Companies that have BitTorrent running inside their networks are more likely to have systems infected with malware and other signs of a breach, according to a study of more than 30,000 companies conducted by security firm BitSight.
BitTorrent is not the cause of the issues although applications and games downloaded through the service often carry malware, the company said in its report. Instead, the 23 percent of companies that have BitTorrent running on at least one system in their networks also had a lower security rating and were more likely to have signs of a botnet or other compromise, Jay Jacobs, senior data scientist at BitSight, told eWEEK.
The link suggests that companies should review their security policies, in general, and their peer-to-peer networking policies, in particular, he said.

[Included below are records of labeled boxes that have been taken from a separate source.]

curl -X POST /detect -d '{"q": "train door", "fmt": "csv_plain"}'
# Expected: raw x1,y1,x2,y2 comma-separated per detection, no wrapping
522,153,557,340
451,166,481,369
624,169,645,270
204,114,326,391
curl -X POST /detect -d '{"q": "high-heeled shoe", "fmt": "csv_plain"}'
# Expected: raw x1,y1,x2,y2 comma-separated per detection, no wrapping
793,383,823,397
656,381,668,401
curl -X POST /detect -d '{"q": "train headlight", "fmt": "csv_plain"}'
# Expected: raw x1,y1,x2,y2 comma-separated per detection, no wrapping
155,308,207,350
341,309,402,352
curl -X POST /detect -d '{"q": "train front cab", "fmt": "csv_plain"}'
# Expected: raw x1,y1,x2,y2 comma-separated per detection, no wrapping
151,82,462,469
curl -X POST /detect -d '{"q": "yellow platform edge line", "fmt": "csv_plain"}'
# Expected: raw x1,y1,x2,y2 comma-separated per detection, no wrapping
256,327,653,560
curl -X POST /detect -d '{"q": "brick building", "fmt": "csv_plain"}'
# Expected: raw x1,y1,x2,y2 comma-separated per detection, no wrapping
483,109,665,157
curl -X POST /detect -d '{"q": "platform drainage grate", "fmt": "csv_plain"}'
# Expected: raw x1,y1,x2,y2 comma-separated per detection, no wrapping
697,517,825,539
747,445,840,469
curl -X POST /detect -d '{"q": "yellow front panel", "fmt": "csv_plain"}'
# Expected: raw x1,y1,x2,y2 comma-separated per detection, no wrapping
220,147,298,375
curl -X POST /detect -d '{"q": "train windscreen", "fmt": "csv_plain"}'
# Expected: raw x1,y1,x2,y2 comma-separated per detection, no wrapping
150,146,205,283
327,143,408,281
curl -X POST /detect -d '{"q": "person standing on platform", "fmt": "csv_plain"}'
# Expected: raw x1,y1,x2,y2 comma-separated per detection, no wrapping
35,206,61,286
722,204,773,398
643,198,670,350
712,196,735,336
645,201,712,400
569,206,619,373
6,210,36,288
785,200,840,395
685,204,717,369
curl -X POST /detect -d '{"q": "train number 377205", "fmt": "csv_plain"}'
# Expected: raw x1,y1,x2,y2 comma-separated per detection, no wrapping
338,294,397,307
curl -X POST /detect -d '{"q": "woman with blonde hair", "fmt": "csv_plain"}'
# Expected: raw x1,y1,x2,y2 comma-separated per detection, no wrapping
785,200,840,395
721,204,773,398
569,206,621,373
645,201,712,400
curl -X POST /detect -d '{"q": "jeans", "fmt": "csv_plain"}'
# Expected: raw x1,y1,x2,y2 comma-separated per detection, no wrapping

“Unless you can justify a legitimate use of BitTorrent, unless you are in that tiny population of use cases, you should block BitTorrent activity and have a policy against it,” Jacobs said.
The study highlights the continued controversy surrounding peer-to-peer networking. In legitimate applications, the technology allows data to be distributed among the client computers and delivered by the closest node, helping spread out the bandwidth load. In cases such as the Tor network, peer-to-peer routing can offer additional benefits, such as anonymity.
However, online criminals have used peer-to-peer networks to make their infrastructure harder to dismantle and protect their command-and-control capabilities. People who pirate digital media and software often use peer-to-peer networks for similar reasons.
The study suggests that companies that are exposed by BitTorent use have a less mature security program. While slightly less than a quarter of the 30,700 companies studied had BitTorrent running in their networks, the peer-to-peer technology was much more common in some industries. Unsurprisingly, BitTorrent is common at educational institutions, with almost 60 percent showing signs of the peer-to-peer technology. The next-highest user, tourism and hospitality, had a much smaller rate of about 36 percent.
BitSight found that companies exposing peer-to-peer file sharing to the public Internet had much lower security ratings. Financial firms with no signs of peer-to-peer file sharing typically have the highest rating. Yet financial firms using BitTorrent have a security rating nearly 150 points lower, on BitSight’s 800-point scale.
The firm stressed that the connection between BitTorrent is not causal: The networking technology does not cause breaches, but evidence that BitTorrent is running inside a corporate network is often a sign that the company has lax policies and a less mature security program, Jacobs said. The companies that allow the peer-to-peer service—or do not actively block it—are much more likely to have botnets and other compromised systems running inside the network, the company stated.
“If you don’t have a policy around BitTorrent and peer-to-peer file sharing, you probably should put one in place,” he said.
The peer-to-peer software also has a more direct link to compromises, according to the report. BitSight found that 43 percent of the applications, and 39 percent of the games, available on BitTorrent carried malware.